Advanced Configuration
Model Configuration
Fine-tune LLM behavior:
from google.adk.agents import Agent
from google.genai.types import GenerateContentConfig
agent = Agent(
name="creative_writer",
model="gemini-2.0-flash",
instruction="Write creative stories based on user prompts.",
generate_content_config=GenerateContentConfig(
temperature=0.9, # Higher = more creative
max_output_tokens=2000,
top_p=0.95,
top_k=40
)
)
Structured Output
Force agents to respond in specific formats:
from pydantic import BaseModel
from typing import List
class TaskList(BaseModel):
tasks: List[str]
priority: str
estimated_hours: float
agent = Agent(
name="task_planner",
model="gemini-2.0-flash",
instruction="Create task lists based on user goals.",
output_schema=TaskList # Enforces JSON output matching schema
)
Planning Modes
For complex reasoning, enable thinking/planning:
from google.adk.agents import Agent
from google.adk.planners import BuiltInPlanner
agent = Agent(
name="complex_reasoner",
model="gemini-2.0-flash-thinking", # Thinking-enabled model
instruction="Solve complex problems step by step.",
planner=BuiltInPlanner(
thinking_budget=1024, # Tokens for thinking
include_thoughts=True # Include reasoning in response
)
)
Deployment to Vertex AI
For production, deploy to Vertex AI Agent Engine:
# Install the Vertex AI SDK
pip install google-cloud-aiplatform
# Deploy
adk deploy --project=your-project-id --region=us-central1
Vertex AI Agent Engine provides:
- Managed infrastructure (no servers to maintain)
- Auto-scaling based on traffic
- Integrated monitoring and logging
- Version management
- A/B testing capabilities
ADK vs Other Frameworks
| Aspect | ADK | LangChain/LangGraph | CrewAI |
|---|---|---|---|
| Primary focus | Multi-agent systems | General LLM apps | Role-based agents |
| Agent composition | Sequential, Parallel, Loop | Graph-based | Sequential, hierarchical |
| State management | Built-in sessions | Manual or LangGraph | Limited |
| Streaming | Bidirectional audio/video | Token streaming | Token streaming |
| Deployment | Vertex AI native | Any | Any |
| Model support | Gemini + LiteLLM | All major | All major |
| Learning curve | Moderate | Steep | Easy |
| Production readiness | High (powers Google products) | High | Medium |
When to choose ADK:
- Building multi-agent systems with complex coordination
- Deploying on Google Cloud / Vertex AI
- Need bidirectional streaming (voice, video)

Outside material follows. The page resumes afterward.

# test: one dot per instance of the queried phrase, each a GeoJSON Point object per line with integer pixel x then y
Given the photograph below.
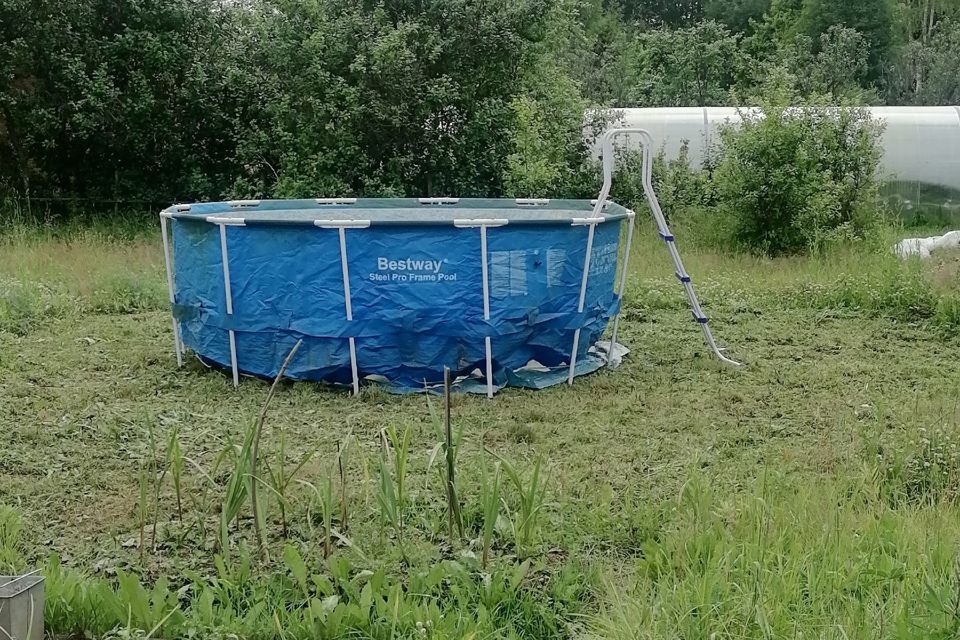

- Want production-ready framework from day one
When to choose alternatives:
- Already invested in LangChain ecosystem
- Need maximum model/deployment flexibility
- Simpler single-agent applications
Best Practices
Agent Design
-
Single responsibility: Each agent should do one thing well. Split complex behaviors into multiple agents.
-
Clear descriptions: Write descriptions that differentiate agents. Other agents (and debugging tools) rely on these.
-
Explicit instructions: Be specific about what the agent should and shouldn't do. Include examples for complex behaviors.
-
Graceful degradation: Handle tool failures and unexpected inputs. Include fallback behaviors in instructions.
Tool Design
-
Simple parameters: Use primitive types. Avoid complex objects the LLM might struggle to construct.
-
Comprehensive docstrings: The docstring is the tool's manual for the LLM. Be thorough.
-
Status in returns: Always include a
statusfield so agents can handle failures. -
Idempotent when possible: Tools might be called multiple times. Design for this.
Multi-Agent Systems
-
Start simple: Begin with a single agent, add complexity only when needed.
-
Test in isolation: Each subagent should work standalone before composition.
-
Monitor state: Use the web UI to inspect state flow between agents.
-
Log everything: In production, log tool calls, transfers, and state changes.
Conclusion
Google ADK provides a production-ready framework for building multi-agent systems. Its strengths:
- Multi-agent native: Sequential, parallel, and hierarchical workflows built-in
- Production proven: Powers Google's own agent products
- Developer friendly: Code-first approach with excellent tooling
- Flexible deployment: Local development to Vertex AI production
The adk-samples repository provides excellent starting points for common use cases. Start there, understand the patterns, then build your own.